Dira memasukkan pekerjaannya ke dalam keranjang jahitnya lalu duduk menghadap Sam. Bagaimana pun Sam adalah tamu vila yang harus Dira hormati.
"Jika saya bilang kalau saya pergi hanya satu hari, maka saya yakin kamu tidak akan pernah datang ke villa ini, maka saya bilang ke Mang Suradi beberapa hari saya akan pergi mungkin satu minggu mungkin lebih,"
"Oh, Mang Suradi tidak berbohong. Tapi Sam yang sengaja bersiasat. Licik!" batin Dira. Kesal.
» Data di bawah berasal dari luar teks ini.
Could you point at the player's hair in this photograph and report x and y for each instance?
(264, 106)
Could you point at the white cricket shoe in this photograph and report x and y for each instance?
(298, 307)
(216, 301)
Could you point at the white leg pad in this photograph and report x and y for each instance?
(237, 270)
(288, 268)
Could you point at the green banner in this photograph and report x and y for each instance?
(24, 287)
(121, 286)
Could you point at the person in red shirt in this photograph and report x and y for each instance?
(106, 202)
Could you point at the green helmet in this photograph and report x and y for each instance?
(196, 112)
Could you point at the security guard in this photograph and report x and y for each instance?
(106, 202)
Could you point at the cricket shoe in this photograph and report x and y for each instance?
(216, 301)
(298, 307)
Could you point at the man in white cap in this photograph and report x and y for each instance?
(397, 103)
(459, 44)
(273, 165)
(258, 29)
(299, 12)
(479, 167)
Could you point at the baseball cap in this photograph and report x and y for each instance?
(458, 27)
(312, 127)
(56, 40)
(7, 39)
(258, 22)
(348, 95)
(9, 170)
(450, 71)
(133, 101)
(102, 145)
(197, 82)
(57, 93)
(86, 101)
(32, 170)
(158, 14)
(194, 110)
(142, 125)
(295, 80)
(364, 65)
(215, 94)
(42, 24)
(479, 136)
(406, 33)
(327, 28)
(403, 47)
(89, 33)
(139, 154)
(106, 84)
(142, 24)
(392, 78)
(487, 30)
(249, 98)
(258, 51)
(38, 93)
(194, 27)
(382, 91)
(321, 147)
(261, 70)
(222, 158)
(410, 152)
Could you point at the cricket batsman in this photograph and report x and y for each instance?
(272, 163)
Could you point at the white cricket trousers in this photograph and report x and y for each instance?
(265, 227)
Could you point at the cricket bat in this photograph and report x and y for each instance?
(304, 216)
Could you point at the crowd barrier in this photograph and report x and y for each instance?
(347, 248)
"Kemarin saya memang ke Jakarta. Tadi pagi saya sudah tiba disini. Mobil saya titip di bengkel dan saya sewa ojek mandiri kemari. Rencananya saya akan menemui Mang Suradi tapi Alhamdulillah memang rezeki saya, yang saya temukan malah orang yang selama ini selalu saya cari dan rindukan, maaf... Nadira Sam. Dan saya bersyukur sekali pagi ini kamu sendirian saja di rumah. Kita bisa mengobrol banyak tanpa takut didengar orang lain" lanjut Sam tersenyum. Teduh.
Dira merasakan ada yang beda dengan Sam.